In the realm of metadata, there are two standard solutions: 1) hire vendors to clean data at the end (the throw-people-at-the-problem philosophy); or 2) trust a black-box technical solution. The problem with the first method is that it is inefficient and can become expensive. The issue with the second is that, in my experience, most technical solutions have an 80% success rate. That may be acceptable for certain types of data, but it can fail spectacularly at the worst possible moment.
For example, let’s say you find a technical solution that parses affiliation data in such a way as to assign a PID. Great, wonderful. Let’s say your parser is the best natural language processor in the world and makes matches 90% of the time (if you have one that does this, I’m all ears). You announce that you are including these IDs. Everyone cheers. It is great, right? Now, imagine you want to use those IDs to identify subscribing institutions to offer discounts or fee-less publishing for authors. You also want to use those IDs to send alerts to institutional admins of publishing activity. In both situations, achieving 90% accuracy simply won’t work. What we’ve learned is that black-box technology and ’throw people at it’ philosophies cannot work alone. Metadata curation must be a collaborative effort among authors, publishers, funders, and institutions, where the information grows throughout the research process.

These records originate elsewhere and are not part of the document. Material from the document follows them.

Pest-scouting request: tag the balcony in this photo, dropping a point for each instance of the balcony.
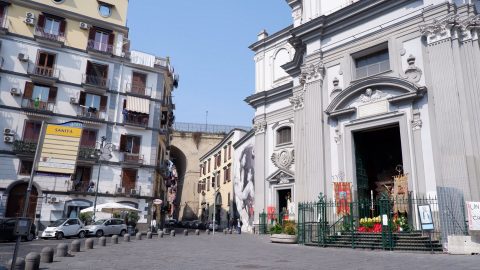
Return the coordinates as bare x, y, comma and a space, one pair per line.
43, 36
96, 47
38, 105
91, 113
139, 90
132, 158
134, 119
24, 147
42, 74
95, 82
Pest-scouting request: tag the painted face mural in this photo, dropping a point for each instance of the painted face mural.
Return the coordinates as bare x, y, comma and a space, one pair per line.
244, 186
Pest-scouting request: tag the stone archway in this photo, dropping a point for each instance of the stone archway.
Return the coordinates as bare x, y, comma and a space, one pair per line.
16, 199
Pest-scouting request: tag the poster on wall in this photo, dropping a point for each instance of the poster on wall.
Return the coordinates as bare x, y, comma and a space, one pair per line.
244, 184
343, 197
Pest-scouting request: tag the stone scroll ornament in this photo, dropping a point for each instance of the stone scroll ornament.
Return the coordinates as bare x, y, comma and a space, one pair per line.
283, 159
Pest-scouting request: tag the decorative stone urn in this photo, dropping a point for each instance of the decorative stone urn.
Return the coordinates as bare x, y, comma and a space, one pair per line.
283, 238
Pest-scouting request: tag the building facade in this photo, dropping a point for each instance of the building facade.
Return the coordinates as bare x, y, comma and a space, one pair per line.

Over the next year, we will focus on CRediT identifiers and pass them to Crossref, along with institutional PIDs (ROR, Ringgold, and ISNI). We are also exploring various ways to capture peer reviewer activity and contributions, which will inevitably lead us down new and interesting paths.
Anything else you want to share?
Here’s the thing about metadata that I wish I’d known when I started: it’s not a project with a finish line. It’s more like tending a garden that keeps growing in unexpected directions. Every time you think you’ve got it figured out, someone invents a new identifier, or your authors start doing something creative with their affiliations, or a funder changes their requirements, and suddenly you’re back to the drawing board.

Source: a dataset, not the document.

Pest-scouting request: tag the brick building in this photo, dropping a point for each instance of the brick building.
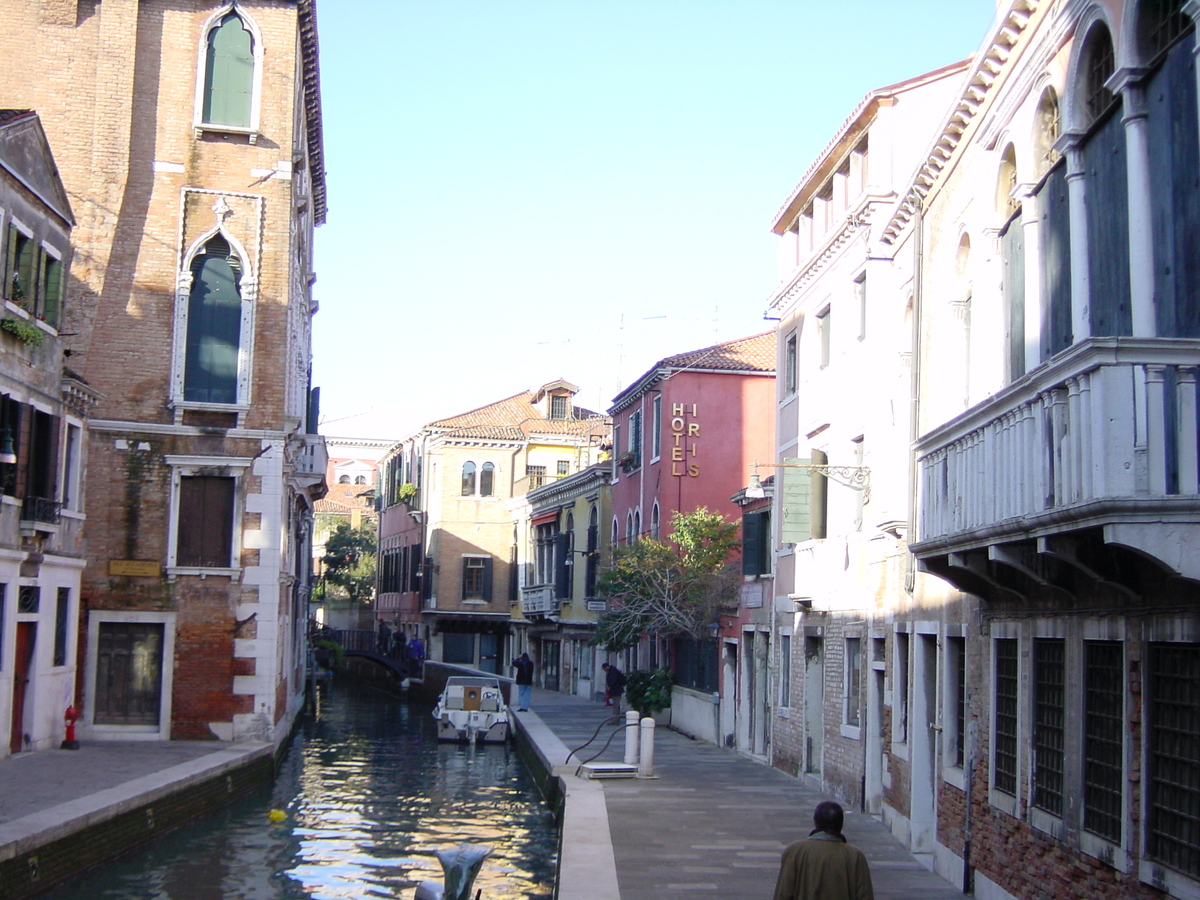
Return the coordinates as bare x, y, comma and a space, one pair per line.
191, 145
43, 409
448, 541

But what I’ve also learned from our journey out of that metaphorical (and literal) storage closet: the best metadata work happens when you start thinking of it as infrastructure. Good metadata is like good plumbing; when it’s working, nobody notices it, but when it’s not, everything backs up and gets messy fast.
If you’re just starting this journey, my advice is this: don’t try to boil the ocean (gosh, I still need to remember that one). Pick one thing. Perhaps it could be ORCID IDs or institutional identifiers. Do it really, really well. Then build on that success. And please, for the love of all that is holy, invest in good partnerships. We couldn’t have done any of this without partners who understood that metadata isn’t just data entry; it’s the connective tissue of scholarly communication.
Of course, even with the best partners and aligned teams, there will still be moments when you’ll sit dumbfounded in front of a screen where an author’s affiliation that was listed as “Bloomberg School of Public Health” matched to the identifier linked to the “Escuela Nacional de Sanidad.” On those days, just remember: at least you’re not still working in a storage closet with a haunted whiteboard.
Good metadata is more than just a technical specification, and it’s not just for those XML wonks and nerds. It’s a service to science, and its core mission is to help us understand the world around us.
– David Haber, ASM
ASM’s story is a reminder that building a strong metadata infrastructure isn’t just about meeting technical requirements—it’s about aligning people, tools, and values around the idea that clean, connected, and consistent metadata is foundational to open and discoverable research. Whether you’re starting small or overhauling major systems, their experience shows what’s possible when you treat metadata not as a checkbox, but as a core part of scholarly publishing.
Thank you, David, for taking the time to share your insights. Again, congratulations!